Despite these protests, the local governments of Manila and Pasay have already signed a memorandum of agreement (MOA) to cooperate and extend assistance to the proposed reclamation projects of three private groups in Manila Bay. Projects are said to benefit the two premier coastal cities.

The MOA was signed in November 2018 by Manila Mayor Joseph Estrada, and Pasay City Mayor Antonino Calixto, along with representatives from the three reclamation project proponents, namely Manila Goldcoast Development Corp., SM Prime Holdings Inc. and the Pasay Harbor City consortium.

The projects include the MGDC’s 148-ha reclamation project involving the southern parcel of the Manila-Cavite Coastal Road and Reclamation Project-North Sector, or the Solar City project; the SM Prime Holdings’ 300-ha and 60-ha projects, or the SM project; and  Pasay Harbor City consortium’s 265-ha reclamation project, or the Pasay Harbor City project.

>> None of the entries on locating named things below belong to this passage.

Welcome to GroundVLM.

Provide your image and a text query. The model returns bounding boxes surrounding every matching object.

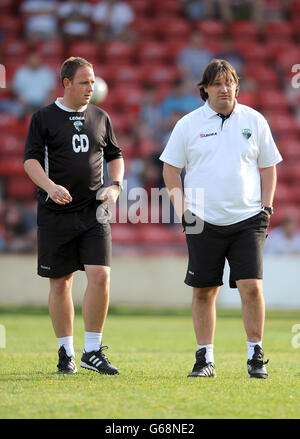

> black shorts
[37,201,111,278]
[185,211,269,288]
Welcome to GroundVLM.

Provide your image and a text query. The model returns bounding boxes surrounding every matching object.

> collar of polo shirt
[203,100,240,118]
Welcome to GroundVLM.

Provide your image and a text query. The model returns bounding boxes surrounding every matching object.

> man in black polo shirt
[24,57,124,374]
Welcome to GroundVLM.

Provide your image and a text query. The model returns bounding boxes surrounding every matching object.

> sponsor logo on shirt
[242,128,252,140]
[73,120,83,131]
[200,133,218,137]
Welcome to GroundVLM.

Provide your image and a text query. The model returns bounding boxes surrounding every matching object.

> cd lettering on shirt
[73,120,83,132]
[72,134,90,152]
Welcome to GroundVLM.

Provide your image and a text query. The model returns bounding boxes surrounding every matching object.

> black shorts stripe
[185,211,269,288]
[37,201,111,278]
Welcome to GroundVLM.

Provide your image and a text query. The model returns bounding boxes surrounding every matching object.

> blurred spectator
[140,86,161,140]
[20,0,58,41]
[0,53,56,119]
[177,32,214,81]
[159,79,203,120]
[158,79,203,143]
[216,38,244,75]
[180,0,218,20]
[93,0,135,42]
[3,201,36,253]
[219,0,265,25]
[140,151,164,195]
[58,0,92,41]
[265,216,300,255]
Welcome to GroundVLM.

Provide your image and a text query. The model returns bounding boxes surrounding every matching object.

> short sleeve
[258,117,282,168]
[24,112,45,166]
[104,115,122,163]
[159,121,186,169]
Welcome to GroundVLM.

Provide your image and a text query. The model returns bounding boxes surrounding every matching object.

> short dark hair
[60,56,93,87]
[197,59,239,102]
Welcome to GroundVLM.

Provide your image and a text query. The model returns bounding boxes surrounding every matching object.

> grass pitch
[0,308,300,419]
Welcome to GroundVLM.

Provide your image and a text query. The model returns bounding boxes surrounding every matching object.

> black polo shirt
[24,100,122,215]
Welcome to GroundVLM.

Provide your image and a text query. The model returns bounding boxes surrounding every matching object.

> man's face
[65,66,95,108]
[204,74,237,113]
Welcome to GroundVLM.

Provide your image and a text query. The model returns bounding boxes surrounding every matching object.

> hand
[48,184,72,205]
[99,185,120,204]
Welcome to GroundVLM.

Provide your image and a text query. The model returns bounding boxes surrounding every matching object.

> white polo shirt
[160,101,282,226]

Meanwhile, among the proposed reclamation projects in Manila Bay as listed by Pamalakaya and which were approved by the PRA include:

P700-billion New Manila International Airport, an aerotropolis in Bulacan (3,668 ha)

P399.7-billion Manila Bay Integrated Flood Control Coastal Defense and Expressway (18 ha)

P27.3-billion Navotas City Coastal Bay reclamation (650 ha)

P7.4-billion Expansion of Manila Harbor Centre (50 ha)

Baseco Rehabilitation & Dev’t Inc. (BRADI) Reclamation (50 ha)

City of Pearl Reclamation Project in Baseco (407 ha)

The PRA Baseco Reclamation Project (40 ha)

Waterfront Manila Bay Reclamation Project (318 ha); and

The P26.2-billion Las Piñas-Parañaque Coastal Bay reclamation project (635 ha)

Clearly, there is much at stake here in these projects and the government should thus extend the discussions to ensure that all potential impact, whether adverse or beneficial, will be assessed cautiously, thoroughly and accordingly.

At the end of the day, it will boil down to the question of whether the economic benefits will far outweigh any potentially damaging and destructive impact of these reclamation projects. Or, at the very least, if there are compromises that can be taken so we can have a win-win solution on the table.